In the six-year span of 1996 – 2002, Purdue Pharma fronted the funds for no less than 20,000 “pain-related educational programs.” The company also gave money to the “American Pain Society, the American Academy of Pain Medicine, the Federation of State Medical Boards, the Joint Commission, pain patient groups, and other organizations.”
Purdue Pharma’s messaging, in my own paraphrase, is, Hey heartless docs: Give those poor suffering folks some OxyContin already.
Very un-shocking then is the subsequent “Pain Is the 5th Vital Sign” campaign, launched by the Purdue Pharma-backed American Pain Society.

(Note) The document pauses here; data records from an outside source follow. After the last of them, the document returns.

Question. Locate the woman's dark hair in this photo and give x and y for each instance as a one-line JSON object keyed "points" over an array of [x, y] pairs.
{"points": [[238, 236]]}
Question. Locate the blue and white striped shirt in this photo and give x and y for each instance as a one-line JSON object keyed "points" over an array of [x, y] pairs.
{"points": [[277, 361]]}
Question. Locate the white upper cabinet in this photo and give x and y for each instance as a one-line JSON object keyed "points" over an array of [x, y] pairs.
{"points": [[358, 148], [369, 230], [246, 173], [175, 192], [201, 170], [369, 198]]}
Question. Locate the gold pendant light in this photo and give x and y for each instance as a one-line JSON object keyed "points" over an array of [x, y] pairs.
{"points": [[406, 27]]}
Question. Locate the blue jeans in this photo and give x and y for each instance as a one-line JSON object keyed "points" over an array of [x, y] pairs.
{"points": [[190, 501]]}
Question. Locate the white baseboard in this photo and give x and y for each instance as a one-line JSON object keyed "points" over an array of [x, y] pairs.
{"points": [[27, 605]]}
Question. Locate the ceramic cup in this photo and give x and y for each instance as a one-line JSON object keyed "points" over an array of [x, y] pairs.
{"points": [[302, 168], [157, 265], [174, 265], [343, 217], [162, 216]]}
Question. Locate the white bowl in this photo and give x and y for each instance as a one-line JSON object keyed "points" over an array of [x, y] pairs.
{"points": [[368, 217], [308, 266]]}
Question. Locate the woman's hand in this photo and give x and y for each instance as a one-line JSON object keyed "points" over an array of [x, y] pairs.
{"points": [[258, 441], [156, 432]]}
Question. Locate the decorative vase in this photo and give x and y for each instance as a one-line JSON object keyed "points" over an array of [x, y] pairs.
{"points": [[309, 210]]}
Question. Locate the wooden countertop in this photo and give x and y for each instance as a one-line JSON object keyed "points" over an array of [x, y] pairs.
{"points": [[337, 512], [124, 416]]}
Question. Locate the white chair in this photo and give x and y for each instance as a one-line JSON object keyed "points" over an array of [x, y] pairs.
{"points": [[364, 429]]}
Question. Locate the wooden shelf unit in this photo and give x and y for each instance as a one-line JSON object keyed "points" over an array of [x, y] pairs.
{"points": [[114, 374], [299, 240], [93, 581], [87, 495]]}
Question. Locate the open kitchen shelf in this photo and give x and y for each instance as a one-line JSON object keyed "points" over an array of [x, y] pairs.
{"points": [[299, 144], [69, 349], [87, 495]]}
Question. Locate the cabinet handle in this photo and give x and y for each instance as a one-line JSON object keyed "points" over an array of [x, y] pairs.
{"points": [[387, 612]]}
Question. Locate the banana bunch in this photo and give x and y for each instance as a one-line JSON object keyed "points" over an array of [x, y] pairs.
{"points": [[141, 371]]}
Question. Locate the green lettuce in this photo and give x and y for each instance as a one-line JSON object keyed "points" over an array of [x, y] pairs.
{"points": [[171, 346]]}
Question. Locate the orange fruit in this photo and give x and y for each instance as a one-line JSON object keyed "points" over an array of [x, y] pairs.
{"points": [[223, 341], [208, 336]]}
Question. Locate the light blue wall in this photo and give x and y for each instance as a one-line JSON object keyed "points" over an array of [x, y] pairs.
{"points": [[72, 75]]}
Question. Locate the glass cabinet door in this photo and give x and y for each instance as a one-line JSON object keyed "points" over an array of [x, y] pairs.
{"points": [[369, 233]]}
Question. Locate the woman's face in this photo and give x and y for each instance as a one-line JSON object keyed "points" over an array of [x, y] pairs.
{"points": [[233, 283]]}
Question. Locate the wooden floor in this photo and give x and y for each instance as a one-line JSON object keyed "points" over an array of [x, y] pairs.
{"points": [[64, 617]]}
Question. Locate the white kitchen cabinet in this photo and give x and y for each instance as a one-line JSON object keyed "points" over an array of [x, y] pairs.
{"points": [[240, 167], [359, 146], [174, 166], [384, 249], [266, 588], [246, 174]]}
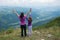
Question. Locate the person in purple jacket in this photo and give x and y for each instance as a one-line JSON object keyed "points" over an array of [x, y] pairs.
{"points": [[22, 18], [29, 25]]}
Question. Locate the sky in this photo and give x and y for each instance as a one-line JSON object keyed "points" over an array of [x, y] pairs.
{"points": [[30, 3]]}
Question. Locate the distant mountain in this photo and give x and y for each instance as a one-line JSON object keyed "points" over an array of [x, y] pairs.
{"points": [[40, 16]]}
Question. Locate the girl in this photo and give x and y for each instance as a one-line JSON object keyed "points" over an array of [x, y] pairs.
{"points": [[22, 18], [29, 25]]}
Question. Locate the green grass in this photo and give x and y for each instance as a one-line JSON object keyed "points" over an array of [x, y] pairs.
{"points": [[49, 31]]}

The Veterans Affairs (VA) took up their mantra, and other hospitals soon followed.
This next part will sound reminiscent of tobacco defenders’ “science” claims a la mid-60s. Spokespeople for Big Pharma coined their own term for physicians’ resistance to prescribing hardcore drugs like OxyContin: “opiophobia.” Their argument to reluctant doctors concerned about addiction banked on convincing said doctors that they’d just been confused. “Addiction” was something different than “physical dependence.”
Help me out here. Isn’t “addiction” pretty much defined as a “physical dependence” on a substance?
Too bad I never made it to one of those lectures. I’m sure the logical and rhetorical loop-de-loos would have been fascinating to hear in person.
The numbers probably paint the clearest picture of how this all ultimately went down. Since 1999, the sales of opioid drugs have quadrupled. That the increase in prescriptions for drugs like OxyContin and Vicodin coincides with a skyrocketing rate of overdose and opioid addiction is not a coincidence.
The Senate just announced that it is opening an investigation of five opioid manufacturers, including Purdue Pharma, noting that their marketing and lobbying efforts have allegedly disguised the inherent risks of their products.
May I just point out, the government involved itself in Big Tobacco as well, especially once it became clear the industry would not put customers’ health above the lure of dollar bills.
Is there a meaningful difference between opioid pushers and old-school tobacco defenders?
Both were clearly motivated by profit, even to the point of ignoring real ethical concerns.
Both have resulted in widespread misunderstanding about the dangers of their product.
Both pushed a substance that has since harmed or ended the lives of hundreds of thousands of people.
And it looks like both will meet the payback side of karma at the hands of government investigation and prosecution.
As Sen. Claire McCaskill notes in her letter, Purdue Pharma has already spent $635 million dollars to pacify those bringing criminal and civil charges against them.
And it doesn’t look like that will be the last payout for the OxyContin manufacturer.